“It’s so frustrating when members of Congress who know nothing about medicine try to pass a law like this."
With a Right to Try Act passed by the Senate and lingering in the House of Representatives, a panel of experts gathered at the Patient-Centered Oncology Care 2017 meeting in Philadelphia to discuss the merit of programs and laws that allow patients access to unproven medications. Across the board, they were dissatisfied with the legislation. They supported the current model of FDA access and offered potential improvements.
National Center for Health Research president Diana Zuckerman, PhD, spoke candidly.
“It’s so frustrating when members of Congress who know nothing about medicine try to pass a law like this. They’re responding to political pressure,” she said. The version that Congress is considering would make extended access to experimental drugs “very independent of the FDA,” she said, and she found that concerning.
Currently, patients can seek the drugs through the FDA’s expanded access program. Bypassing that system, Zuckerman worries, robs the FDA of access to the data about the drugs while opening the potential for companies to financially exploit desperate patients.
Marjorie A. Speers, Executive Director of the WCG Foundation, also had problems with Right to Try laws. Under the existing system, the process encourages deliberate decisions: first, the patient and their physician decide they want to pursue a drug undergoing clinical trial; then, they request that access from the drug’s maker and the company can decide if they believe the drug will be useful; finally, the FDA reviews and approves the request.
Right to Try, Speers argued, bypasses all of that, which could be detrimental. “These uses can only occur for desperately ill people, there’s no other treatment option for them,” she said. “It’s not necessarily the best time to be making a decision.”
Besides, the FDA has been working on the expanded access system. The application forms have been streamlined, and the agency’s website provides a thorough, transparent explanation of use cases and criteria. Zuckerman added that FDA already approves expanded access requests nearly 99% of the time.
The third panel member, Wm. Kevin Kelly, DO, brought firsthand experience to the conversation. He advised the FDA for 7 years and works as an oncologist at the Sidney Kimmel Medical College at Thomas Jefferson University, where he is involved in enrolling patients in clinical trials.
“Being on the frontline, it’s a lot different,” he said. Patients lack education about their options, and physicians are often overwhelmed by requests and requirements.
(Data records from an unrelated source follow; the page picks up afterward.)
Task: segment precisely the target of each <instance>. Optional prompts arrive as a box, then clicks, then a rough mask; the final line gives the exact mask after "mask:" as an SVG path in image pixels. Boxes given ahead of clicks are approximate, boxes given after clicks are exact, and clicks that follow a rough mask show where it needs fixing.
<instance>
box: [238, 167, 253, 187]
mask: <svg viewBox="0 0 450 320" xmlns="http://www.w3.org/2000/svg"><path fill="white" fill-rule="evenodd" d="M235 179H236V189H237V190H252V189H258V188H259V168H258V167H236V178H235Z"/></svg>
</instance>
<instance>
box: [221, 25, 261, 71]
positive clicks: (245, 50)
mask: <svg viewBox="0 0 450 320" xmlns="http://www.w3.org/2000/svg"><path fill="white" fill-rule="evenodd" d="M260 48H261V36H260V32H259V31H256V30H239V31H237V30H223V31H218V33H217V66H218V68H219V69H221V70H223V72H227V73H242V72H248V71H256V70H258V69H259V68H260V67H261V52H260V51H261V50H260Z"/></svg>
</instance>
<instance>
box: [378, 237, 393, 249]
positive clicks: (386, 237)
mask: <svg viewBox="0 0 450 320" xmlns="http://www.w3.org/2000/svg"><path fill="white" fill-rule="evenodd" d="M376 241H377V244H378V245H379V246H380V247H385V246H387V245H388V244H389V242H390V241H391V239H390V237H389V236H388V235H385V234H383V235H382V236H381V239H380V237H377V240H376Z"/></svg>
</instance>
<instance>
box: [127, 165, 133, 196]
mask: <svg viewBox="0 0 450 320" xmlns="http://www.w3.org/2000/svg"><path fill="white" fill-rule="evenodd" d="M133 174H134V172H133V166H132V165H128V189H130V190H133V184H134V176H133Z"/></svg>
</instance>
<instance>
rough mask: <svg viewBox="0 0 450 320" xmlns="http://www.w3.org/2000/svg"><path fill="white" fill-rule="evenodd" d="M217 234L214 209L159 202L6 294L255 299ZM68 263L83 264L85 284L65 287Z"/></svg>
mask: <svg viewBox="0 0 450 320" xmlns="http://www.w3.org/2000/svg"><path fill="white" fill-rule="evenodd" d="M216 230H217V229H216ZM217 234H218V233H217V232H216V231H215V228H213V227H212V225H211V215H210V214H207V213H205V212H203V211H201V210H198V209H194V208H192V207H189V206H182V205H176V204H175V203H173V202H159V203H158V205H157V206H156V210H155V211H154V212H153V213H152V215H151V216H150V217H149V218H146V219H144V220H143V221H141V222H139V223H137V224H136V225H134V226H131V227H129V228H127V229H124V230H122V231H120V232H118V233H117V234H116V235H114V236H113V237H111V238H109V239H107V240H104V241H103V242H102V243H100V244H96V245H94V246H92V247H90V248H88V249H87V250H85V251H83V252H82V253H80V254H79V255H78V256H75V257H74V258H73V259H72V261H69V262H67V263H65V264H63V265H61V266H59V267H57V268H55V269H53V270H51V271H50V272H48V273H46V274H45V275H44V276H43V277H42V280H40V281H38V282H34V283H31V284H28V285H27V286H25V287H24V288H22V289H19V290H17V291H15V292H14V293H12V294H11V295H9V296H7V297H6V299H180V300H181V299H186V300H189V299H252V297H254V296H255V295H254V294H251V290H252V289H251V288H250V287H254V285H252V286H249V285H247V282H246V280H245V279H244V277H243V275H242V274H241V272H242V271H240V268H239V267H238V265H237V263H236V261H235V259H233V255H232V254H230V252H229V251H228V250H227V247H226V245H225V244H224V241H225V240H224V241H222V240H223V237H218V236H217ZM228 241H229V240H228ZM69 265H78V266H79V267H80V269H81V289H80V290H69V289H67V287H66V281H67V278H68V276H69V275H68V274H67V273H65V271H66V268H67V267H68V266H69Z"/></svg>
When a patient receives access to a drug through expanded access, their physician is supposed to report back to the FDA about how the treatment is working. The panel agreed that often, that does not happen. Kelly said the paperwork is extensive, and that could be a limiting factor: a streamlined reporting system would encourage doctors to hold up their end of the expanded access bargain.
“There’s a lot of hype in the literature… ‘They say there’s a cure for my cancer, can I have it doctor?’” he added. All too often, he said, a patient will dump study printouts from clinicaltrials.gov on his desk and ask if they can take part in any of them.
Rather than passing things like Right to Try laws, Kelly said, he’d like to see the existing infrastructure and clinical trial process improved. Less than 10% of patients in the United States participate in a clinical trial. With more education and a patient-centric navigation source that helps connect people with trials, more patients could get access to experimental drugs while providing the FDA and pharma with more data.
“If we had a system that was patient-centric and could help patients find the right place to go, a lot of these problems would be solved,” he said.